Friday, February 9, 2024

Illuminated performance art sculpture coming to Second St. in Downtown San Jose

A new digital art project will be on display in Downtown San Jose 24 hours per day until June. Called Dream Club Lab, it is the first of many art lighting installations designed to fill gaps in Downtown San Jose and energize districts.

In addition to lighting there will be live video, kinetic sculptures, and robots that do a little performance between 5-11pm from Thursday to Sunday. I can't wait to see what this actually looks like.

I posted the full text from the Downtown Dimension newsletter below. This is absolutely the right directions for our arts scene and I can't wait to see more projects like this in the future!

Project to contribute to San Jose’s vibrancy and inspire onlookers

A large and never-occupied storefront space has morphed into the first of many art lighting installations intended to energize downtown San Jose’s urban cityscape.

Dream Club Lab, a collaboration by installation artists Elaine Buckholtz and Ian Winters, is commissioned by the San Jose Downtown Association (SJDA) and San Jose Downtown Property Owners to support their vision of a vibrant downtown for everyone. The artists turned the empty 9,000-square-foot space at 72 S. Second St. into a light and video installation with roving robots that roam the space with live video, feeds and kinetic sculptures.

Unveiled this evening, Dream Club Lab can be viewed 24 hours daily through June. Special video and performative robot activations will take place from 5 to 11 p.m. each Thursday through Sunday.  

SJDA is heeding its long-term objective to improve the quality of life of residents and visitors. One strategy is to follow the guidelines of the property owners’ multi-year Comprehensive Downtown Lighting Plan, which calls for more activations that support downtown’s night-time economy.

“We believe that by increasing foot traffic in our district, we can create more opportunities for our members to connect with potential customers, clients and collaborators,” said Alex Stettinski, CEO of the Downtown Association. “One avenue to increase foot traffic is to improve the spaces between already lit businesses, which is the bread and butter of street life programming.”

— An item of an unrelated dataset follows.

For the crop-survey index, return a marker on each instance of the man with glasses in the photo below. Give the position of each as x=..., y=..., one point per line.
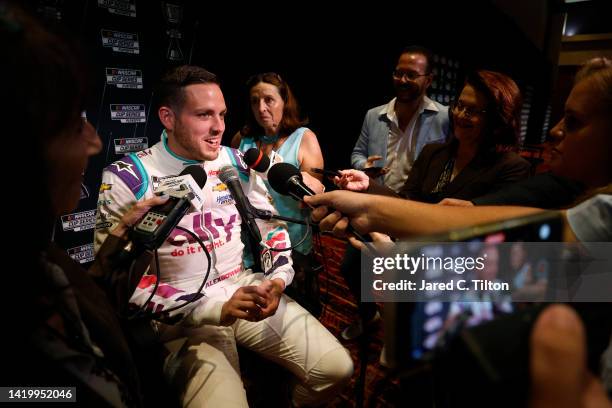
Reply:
x=392, y=136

The lighting projects are receiving additional funding from the Knight FoundationAdobePacific Gas & Electric Co. and the Office of San Jose Mayor Matt Mahan. “Turning the lights on” is one of Mahan’s mantras for the city.

“In true Silicon Valley spirit, this activation takes a vacant storefront and turns it into an innovative attraction,” Mahan said. “We need more projects like this one as we work to create a safer, cleaner, cooler San Jose.”

The Mayor also noted that the addition of electricity and internet to the space for the art installation enhances future leasability.

Buckholtz and Winters drew from their experience as lighting and video designers for the stage to create a cityscape fantasy space to inspire passersby to meet, discuss, invent, test ideas, and ponder downtown’s future and path to improvement.

“Everyone will react differently and take away something different,” Winters said. 

Buckholtz and Winters, partnering as Nighthouse Studio, altered their Dream Club Lab concept to respond to the spatial considerations of the entire space. Some viewers said the art installation harkens back to the nightlife vibes of yesteryear, the artists added.

Though lights inside the space will stay on day and night, late afternoon sunlight results in a burst of motion and color reflecting off the curtains, the artists noted.

“I’ve really enjoyed getting to know San Jose,” Buckholtz said. “The city has an amazing warm spirit, and it is dynamic and down-to-earth.”

Dream Club Lab is wedged between The Improv comedy club and The Loft restaurant, across the street from San Jose Bar and Grill and Nova Nightclub. That part of South Second Street is most busy Thursday through Sunday nights. 

Dream Club Lab kicks off a series of illuminated art pieces planned by SJDA. A second installation is scheduled for later this year. The works are meant to be portable so that they can be moved to other locations.